牧村朝子(以下、牧村) 今のところ、ポジティブな感想が圧倒的に多いですね。書名に「レズビアン」という言葉を使わなかったことで、そういう話題に食ってかかりたい人のところに本が届かなかったのかもしれません。具体的には、シンプルに「おもしろい」「新しいことを知ることができた」というご感想から、「貸してくれた人と自分とで、深い対話のきっかけになった」というようなうれしいご報告までいただいています。

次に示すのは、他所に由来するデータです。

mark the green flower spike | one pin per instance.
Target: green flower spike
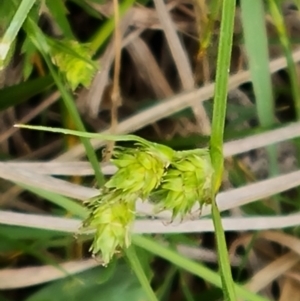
(187, 181)
(140, 170)
(111, 217)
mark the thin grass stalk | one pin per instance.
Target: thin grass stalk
(278, 20)
(140, 273)
(216, 141)
(255, 38)
(6, 42)
(191, 266)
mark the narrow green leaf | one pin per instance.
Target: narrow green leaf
(194, 268)
(59, 11)
(12, 31)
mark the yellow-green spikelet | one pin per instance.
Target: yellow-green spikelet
(111, 217)
(140, 170)
(187, 181)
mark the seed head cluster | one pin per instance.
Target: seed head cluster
(177, 180)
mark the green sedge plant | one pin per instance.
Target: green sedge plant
(176, 180)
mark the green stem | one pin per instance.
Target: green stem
(138, 269)
(39, 40)
(191, 266)
(216, 141)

—— 偏見を持つ人のところにも届けたいと思っていらっしゃいましたか?
牧村 この本に関して言えば、そうではありませんでしたね。今回の本は、セクシュアリティに限らず、本の中に出てくる“はるかちゃん”(※)のように、自分の性や愛のあり方について人に言えずに悩んでいる人に向けて書いたので。かつて私自身がはるかちゃんと同じ高校生だった時、私は「レズビアン」とか「性」とかいう言葉がタイトルに入った本を手に取れなかったんですね。人目も気になるし、何かいけない扉を開けてしまうような気がして。
※『百合のリアル』の登場人物。16歳の女子高生。女の子を好きな自分に気がついているが、それを受け入れがたい気持ちに悩んでいる。

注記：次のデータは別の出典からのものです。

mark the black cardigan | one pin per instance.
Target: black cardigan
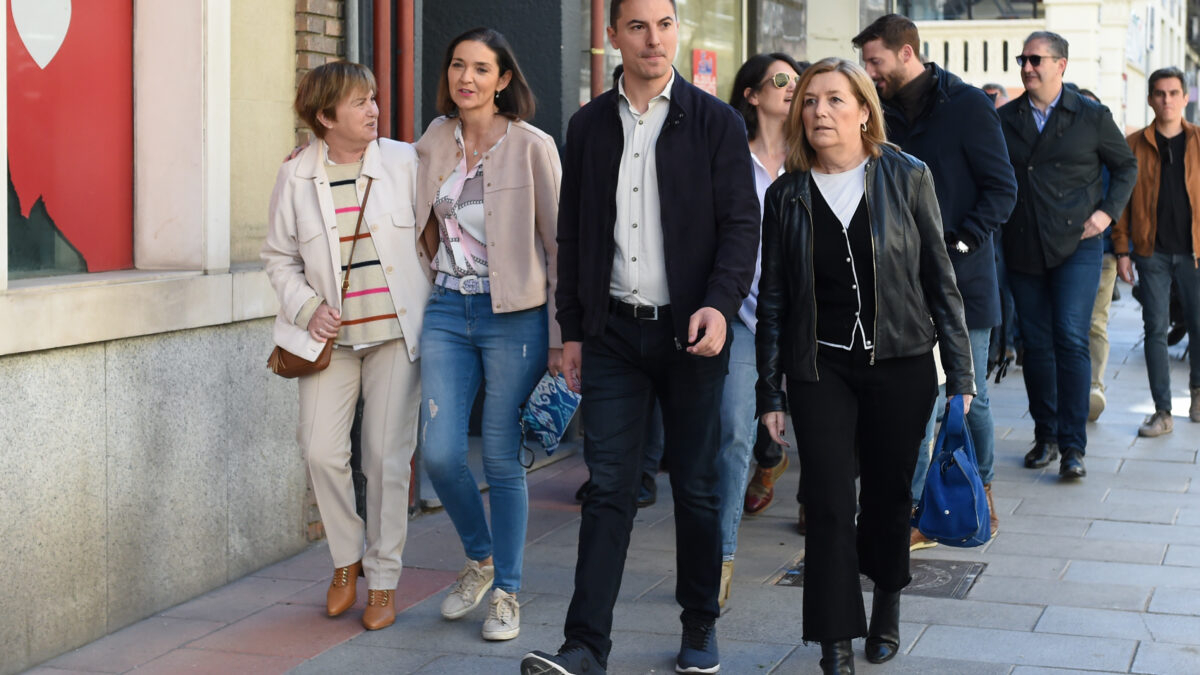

岩井志麻子(以下、岩井) たしかに、そういうためらいがあるかもしれないですね。
牧村 けれどもその時の自分に、知識、対話、そして誰かの経験談があれば、独りで悩まずに済んだと思うんです。だから、あの時欲しかったものを、タイトルに「レズビアン」とは入れずに、やわらかい言葉で一冊の本にまとめたのが『百合のリアル』です。
もちろん、著者としては売れてほしいですし、何よりもっと、こうした話題についての議論が起こってほしいなとは思っています。担当編集者の今井さんとも、「Amazonのレビューで星一つの評価をつけられるくらいにならないとね』って話しています。
岩井 じゃあ、私が書きましょうかね。これはヒドイ!って(笑)。
牧村 あははは。
レズビアンは爪を伸ばさない?
岩井 そういえば私、ホモセクシュアルっていうのは美少年と美少年によるものなんだ、っていう思い込みがあったんですよ。
牧村 あら、そうなんですか。
岩井 私が子どものころって、今で言うボーイズラブのはしりの作品が出てきた時代だったから、その影響を受けていて。萩尾望都さんとか、竹宮惠子さんとか。
牧村 ええ、漫画の神々ですね。
岩井 あの人たちが描くのは美少年ばかりでしょ。でも二丁目に行ってみたら、デブあり、オヤジありで最初驚きましたよね。ボーズ、ヒゲ、マッチョだらけ、みたいな。